Apollo 11 Moon Dust Samples Go Up for Auction Against NASA’s Wishes
Auction house Bonhams is expecting around $1 million
The first-ever collected sample of moon dust is headed to auction in New York on April 13, against the wishes of the National Aeronautics and Space Administration (NASA), according to Forbes’ Carlie Porterfield. Bonhams, the auction house conducting the sale, estimates the specimens from Neil Armstrong’s famous Apollo 11 moon walk could fetch between $800,000 to $1.2 million, according to a press release. Portions of the proceeds will go to scientific charities.
This is the first time NASA-verified moon dust will be legally sold, despite the space organization’s efforts, according to Rebecca Heilweil for Vox. NASA’s battle to keep lunar dust out of private hands goes back decades, leading to numerous court disputes against individuals who have somehow obtained samples from the organization’s 1969 Apollo program. While NASA has won many of these disputes, ownership claims over the Bonham auction dust samples broke free of the legal hurdles after the space agency lost a number of court battles.
On July 16, 1969, Armstrong and Buzz Aldrin and Michael Collins blasted off on the historic Apollo 11 mission to land humans on the moon. With Collins piloting the Command Module orbiting the moon, Armstrong and Aldrin reached the moon’s surface aboard the Lunar Module, where they were tasked by NASA to collect moon material for study back on Earth. “We were told: Save the moon rocks first. We only have one bag of rocks. We have lots of astronauts,” joked Mike Mallory, of the Apollo 11 frogman recovery team, according to historical sources cited in the lot descriptionUpon the crew’s return, the moon dust—stored in a contingency bag— was loaned to the Cosmosphere space museum in Hutchinson, Kansas, for safekeeping.
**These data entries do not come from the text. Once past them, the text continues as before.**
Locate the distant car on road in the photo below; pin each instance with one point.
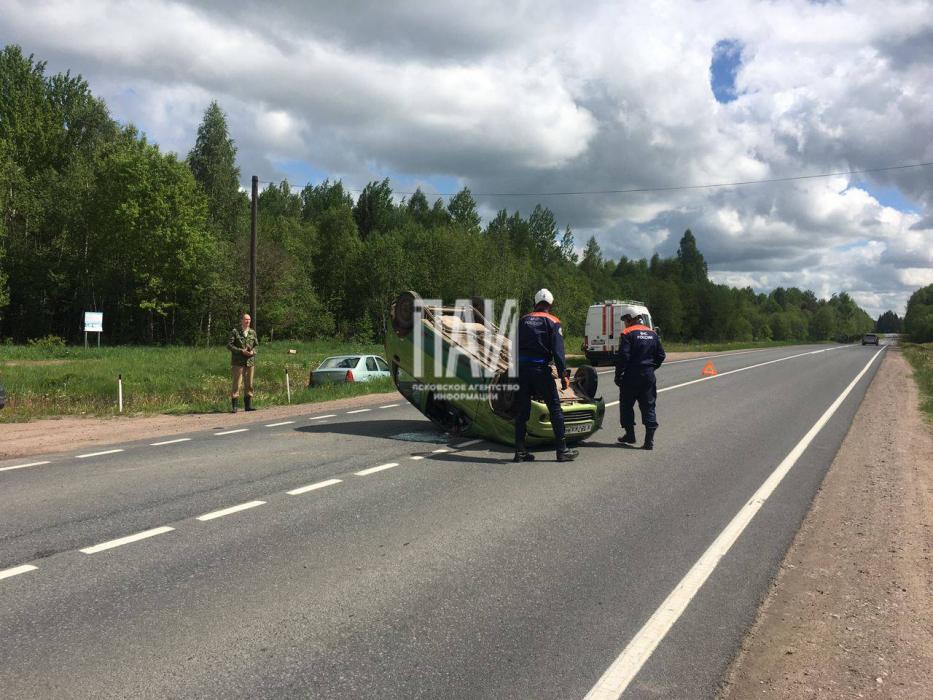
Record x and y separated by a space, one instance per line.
349 368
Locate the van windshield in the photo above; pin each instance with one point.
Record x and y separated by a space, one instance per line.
339 363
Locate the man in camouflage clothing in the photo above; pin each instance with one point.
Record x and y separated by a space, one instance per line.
242 346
A good plan, except for the fact that the museum’s then-director, Max Ary, was later caught illegally auctioning off the space artifacts NASA had loaned to the institution, reports Caroline Goldstein for Artnet. Upon Ary’s conviction in 2005, the U.S. Marshals Service seized numerous stolen space artifacts, including the bag of space dust.
U.S. Marshalls put that bag up for auction and geology enthusiast and lawyer Nancy Lee Carlson purchased it for $995 in a lot that also included an Apollo command module headrest and a launch key for the Soviet Soyuz T-14 spacecraft. Suspecting the moon dust was worth more than what she paid for it, Carlson sent the bag to NASA for authentication in 2015. NASA confirmed that the moon dust was real, and asserted that it was government property, refusing to send it back.
Unfortunately for NASA, the judge ruling Carlson’s resulting lawsuit against the agency determined that since Carlson had bought the bag, it was legally hers to keep. Carlson sold the bag in 2017 for $1.8 million at Sotheby’s, unaware that it was missing some of the moon dust she originally purchased, per Artnet.
When they were testing the bag, NASA had used small pieces of carbon tape to collect moon dust traces, which they transferred to a set of small aluminum disks the agency held onto even after returning the bag. Carlson re-sued NASA for damage to the bag and theft, which led NASA to eventually settle and return almost all of the moon dust. She later sold the samples in a 2017 Sotheby’s auction where it fetched $1,812,500.
Now those samples will be part of Bonhams space-themed auction later this month, which also includes an aluminum fragment from Sputnik 1, and a full-sized mock-up Explorer 1 nose cone from the Jet Propulsion Laboratory and Army Ballistic Missile Agency, per Artnet.
Adam Stackhouse, the Bonhams specialist overseeing the auction, tells Forbes the “Billionaire Space Race” with the likes of Elon Musk, Jeff Bezos and Richard Branson has “stirred up the market” for space material.
“This represents something that really captivated the world,” Stackhouse tells Vox. “These other missions? It’s not the same. It’s not as exciting to people.”
There is currently less than a pound of moon dust globally, reports Vox. In 2018, dust samples collected by the Soviet space program sold for $855,000. Meanwhile, the China’s Chang’e spacecraft collected nearly four pounds of moon dust samples from its 2020 rover lunar mission.